Should William Hill and other operators have their banking agreements canceled, it would mean potentially massive losses for the companies as they are forced to find new ways to remain active. The move would block access to the BankID and Swish payment options.

William Hill’s request for an injunction hopes to prevent that from happening. The sportsbook company argues in its complaint that SEB is violating its contract according to the provisions stipulated in the Swedish Deposit Guarantee Act. That act requires any bank under the Finansinspektionen’s guidance, which includes SEB, to provide banking services once a contract is signed. 

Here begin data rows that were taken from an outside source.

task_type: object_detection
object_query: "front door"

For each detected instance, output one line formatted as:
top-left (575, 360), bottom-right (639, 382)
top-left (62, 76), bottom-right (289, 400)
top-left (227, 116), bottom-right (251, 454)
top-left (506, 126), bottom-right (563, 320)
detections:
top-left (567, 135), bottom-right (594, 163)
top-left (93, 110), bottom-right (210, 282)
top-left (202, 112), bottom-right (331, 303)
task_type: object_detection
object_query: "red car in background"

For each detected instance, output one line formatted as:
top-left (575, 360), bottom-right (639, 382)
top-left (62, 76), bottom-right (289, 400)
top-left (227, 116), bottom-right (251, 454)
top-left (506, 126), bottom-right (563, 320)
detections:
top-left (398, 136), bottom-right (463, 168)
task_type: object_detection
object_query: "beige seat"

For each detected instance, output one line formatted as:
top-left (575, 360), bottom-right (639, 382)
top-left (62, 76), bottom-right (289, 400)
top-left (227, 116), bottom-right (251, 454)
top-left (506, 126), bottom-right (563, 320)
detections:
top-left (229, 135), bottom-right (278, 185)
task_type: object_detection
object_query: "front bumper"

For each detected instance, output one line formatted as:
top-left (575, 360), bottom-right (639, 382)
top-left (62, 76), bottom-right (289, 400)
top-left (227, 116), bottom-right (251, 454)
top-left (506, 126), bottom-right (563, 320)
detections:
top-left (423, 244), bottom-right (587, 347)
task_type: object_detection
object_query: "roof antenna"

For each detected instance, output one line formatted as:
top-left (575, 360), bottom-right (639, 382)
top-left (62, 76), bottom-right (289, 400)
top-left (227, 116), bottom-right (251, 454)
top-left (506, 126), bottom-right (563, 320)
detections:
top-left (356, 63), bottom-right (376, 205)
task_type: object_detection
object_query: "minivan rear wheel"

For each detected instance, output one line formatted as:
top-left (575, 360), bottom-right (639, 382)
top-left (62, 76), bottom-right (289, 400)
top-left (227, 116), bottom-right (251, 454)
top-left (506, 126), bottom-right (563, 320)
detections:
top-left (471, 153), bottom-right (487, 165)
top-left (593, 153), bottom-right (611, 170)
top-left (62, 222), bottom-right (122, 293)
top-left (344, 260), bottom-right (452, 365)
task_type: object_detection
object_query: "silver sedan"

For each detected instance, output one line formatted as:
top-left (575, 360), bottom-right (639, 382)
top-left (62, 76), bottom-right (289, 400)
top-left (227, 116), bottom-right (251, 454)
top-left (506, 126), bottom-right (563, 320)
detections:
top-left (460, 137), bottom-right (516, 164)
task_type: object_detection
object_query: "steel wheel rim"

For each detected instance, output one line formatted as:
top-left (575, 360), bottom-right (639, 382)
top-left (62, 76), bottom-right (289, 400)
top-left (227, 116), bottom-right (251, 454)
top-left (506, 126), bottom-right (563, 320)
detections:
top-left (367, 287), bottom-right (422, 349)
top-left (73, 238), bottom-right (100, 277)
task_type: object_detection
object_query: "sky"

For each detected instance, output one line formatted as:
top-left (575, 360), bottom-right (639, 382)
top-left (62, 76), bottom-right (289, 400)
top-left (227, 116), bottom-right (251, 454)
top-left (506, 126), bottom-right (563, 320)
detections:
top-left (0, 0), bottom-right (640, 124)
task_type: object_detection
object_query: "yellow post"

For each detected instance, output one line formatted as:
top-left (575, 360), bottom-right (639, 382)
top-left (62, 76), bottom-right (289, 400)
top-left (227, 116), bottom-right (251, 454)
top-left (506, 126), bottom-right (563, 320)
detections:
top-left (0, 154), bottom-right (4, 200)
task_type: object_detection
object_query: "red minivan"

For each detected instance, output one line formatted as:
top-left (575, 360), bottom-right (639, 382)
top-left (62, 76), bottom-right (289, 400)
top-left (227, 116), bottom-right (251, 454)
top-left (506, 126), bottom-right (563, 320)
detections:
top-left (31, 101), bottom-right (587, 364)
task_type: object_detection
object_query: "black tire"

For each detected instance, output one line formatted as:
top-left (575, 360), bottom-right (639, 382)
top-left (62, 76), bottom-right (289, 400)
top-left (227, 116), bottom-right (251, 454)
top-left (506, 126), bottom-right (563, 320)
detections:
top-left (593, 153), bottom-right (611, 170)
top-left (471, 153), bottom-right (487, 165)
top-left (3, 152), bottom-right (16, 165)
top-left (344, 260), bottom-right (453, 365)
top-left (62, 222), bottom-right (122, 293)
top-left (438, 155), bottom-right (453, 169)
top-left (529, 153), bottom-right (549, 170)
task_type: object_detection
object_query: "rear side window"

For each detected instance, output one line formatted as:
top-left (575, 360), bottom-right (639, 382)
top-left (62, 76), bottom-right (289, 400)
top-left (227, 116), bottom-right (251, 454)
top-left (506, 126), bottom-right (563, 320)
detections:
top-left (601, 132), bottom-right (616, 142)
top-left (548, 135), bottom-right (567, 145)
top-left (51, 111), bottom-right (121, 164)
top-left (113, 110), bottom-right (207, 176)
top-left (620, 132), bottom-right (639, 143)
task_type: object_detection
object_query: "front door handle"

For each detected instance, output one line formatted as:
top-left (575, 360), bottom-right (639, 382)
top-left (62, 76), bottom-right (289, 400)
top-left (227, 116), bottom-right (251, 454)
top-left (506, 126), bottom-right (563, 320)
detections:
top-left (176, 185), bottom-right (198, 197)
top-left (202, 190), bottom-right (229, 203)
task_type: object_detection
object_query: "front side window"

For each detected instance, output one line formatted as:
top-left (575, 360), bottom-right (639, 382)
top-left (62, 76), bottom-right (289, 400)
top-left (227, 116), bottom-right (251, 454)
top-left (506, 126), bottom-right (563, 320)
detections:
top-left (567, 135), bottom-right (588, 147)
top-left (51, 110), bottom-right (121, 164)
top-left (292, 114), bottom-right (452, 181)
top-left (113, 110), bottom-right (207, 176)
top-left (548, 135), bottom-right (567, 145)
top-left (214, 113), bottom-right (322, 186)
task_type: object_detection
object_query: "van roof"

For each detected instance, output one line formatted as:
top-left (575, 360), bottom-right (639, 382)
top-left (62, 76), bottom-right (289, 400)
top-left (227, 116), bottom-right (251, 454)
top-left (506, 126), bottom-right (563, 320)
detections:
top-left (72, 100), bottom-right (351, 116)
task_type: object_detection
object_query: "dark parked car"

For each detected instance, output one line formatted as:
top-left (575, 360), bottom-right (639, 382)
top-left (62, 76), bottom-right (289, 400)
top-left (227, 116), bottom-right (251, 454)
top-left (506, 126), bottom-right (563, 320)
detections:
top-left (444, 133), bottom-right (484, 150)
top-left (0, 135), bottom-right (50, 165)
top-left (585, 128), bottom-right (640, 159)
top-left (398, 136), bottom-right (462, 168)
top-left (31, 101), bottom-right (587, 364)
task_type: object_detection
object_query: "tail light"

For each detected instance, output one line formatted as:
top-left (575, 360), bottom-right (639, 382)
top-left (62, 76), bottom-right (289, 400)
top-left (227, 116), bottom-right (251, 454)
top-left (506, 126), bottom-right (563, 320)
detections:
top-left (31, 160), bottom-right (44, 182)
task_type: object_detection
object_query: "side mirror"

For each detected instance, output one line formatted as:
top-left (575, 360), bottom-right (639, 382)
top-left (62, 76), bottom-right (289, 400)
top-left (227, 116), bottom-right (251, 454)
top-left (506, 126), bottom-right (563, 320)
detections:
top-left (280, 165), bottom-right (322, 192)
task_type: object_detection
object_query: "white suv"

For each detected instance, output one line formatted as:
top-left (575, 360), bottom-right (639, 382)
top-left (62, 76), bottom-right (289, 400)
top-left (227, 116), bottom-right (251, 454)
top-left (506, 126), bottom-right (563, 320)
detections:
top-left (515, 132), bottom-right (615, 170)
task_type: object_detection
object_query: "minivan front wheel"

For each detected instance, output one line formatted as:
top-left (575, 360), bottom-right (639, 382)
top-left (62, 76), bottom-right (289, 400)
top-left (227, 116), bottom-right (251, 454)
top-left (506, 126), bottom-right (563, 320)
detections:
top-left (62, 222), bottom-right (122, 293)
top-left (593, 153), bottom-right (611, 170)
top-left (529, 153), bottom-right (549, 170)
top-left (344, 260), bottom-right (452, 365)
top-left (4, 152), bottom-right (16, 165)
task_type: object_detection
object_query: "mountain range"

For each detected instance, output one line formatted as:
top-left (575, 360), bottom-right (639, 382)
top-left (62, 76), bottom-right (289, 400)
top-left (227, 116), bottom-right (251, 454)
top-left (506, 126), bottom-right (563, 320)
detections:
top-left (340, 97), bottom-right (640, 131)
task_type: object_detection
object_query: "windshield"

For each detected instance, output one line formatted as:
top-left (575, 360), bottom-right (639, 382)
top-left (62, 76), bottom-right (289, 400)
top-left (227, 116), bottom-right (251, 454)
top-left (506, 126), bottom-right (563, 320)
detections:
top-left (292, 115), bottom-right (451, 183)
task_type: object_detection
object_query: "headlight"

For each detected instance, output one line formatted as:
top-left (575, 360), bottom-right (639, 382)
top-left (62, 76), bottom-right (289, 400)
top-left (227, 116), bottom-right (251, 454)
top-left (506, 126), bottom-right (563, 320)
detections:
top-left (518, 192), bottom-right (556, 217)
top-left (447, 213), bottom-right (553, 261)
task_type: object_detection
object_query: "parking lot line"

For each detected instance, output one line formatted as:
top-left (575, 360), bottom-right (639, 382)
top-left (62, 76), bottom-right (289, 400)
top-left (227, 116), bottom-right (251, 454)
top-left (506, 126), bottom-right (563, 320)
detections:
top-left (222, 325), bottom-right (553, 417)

William Hill also believes that SEB, as well as other banks, might be breaking anti-competition regulations in Sweden. It pointed out that certain operators have been informed that they face a loss of banking access; however, Sweden-based operators have not been included in the ban. The sports betting firm added that the decision by SEB and others might be a violation of Article 56 of the Treaty for the Functioning of the European Union (TFEU).

When other operators previously attempted to use these arguments to fight the ban, the Swedish Competitions Authority denied their claims.

William Hill finished 2020 in a slump

The battle isn’t going to help William Hill’s ability to recover from the COVID-19 pandemic. The company just released its latest financial report for last year, and the results aren’t good. 

2020 a “challenging but transformative year”

The full-year report saw a 91% year-on-year drop in pre-tax profits for 2020, amounting to just £9.1m ($12.68m). Net revenue declined 16%, closing at £1.3b ($181bn). Still, William Hill remains optimistic, calling 2020 a “challenging but transformative year” that has set the stage for new revenue opportunities. One of these is the online gaming segment, through which William Hill saw an increase in net revenue of 9% last year as it reached £802m ($1.11bn). 

William Hill is close to finalizing its $3.85bn takeover by US-headquartered casino operator Caesars Entertainment, following a shareholder vote in favor of the bid last November. The remaining regulatory approvals for the acquisition are expected during the second quarter of 2021.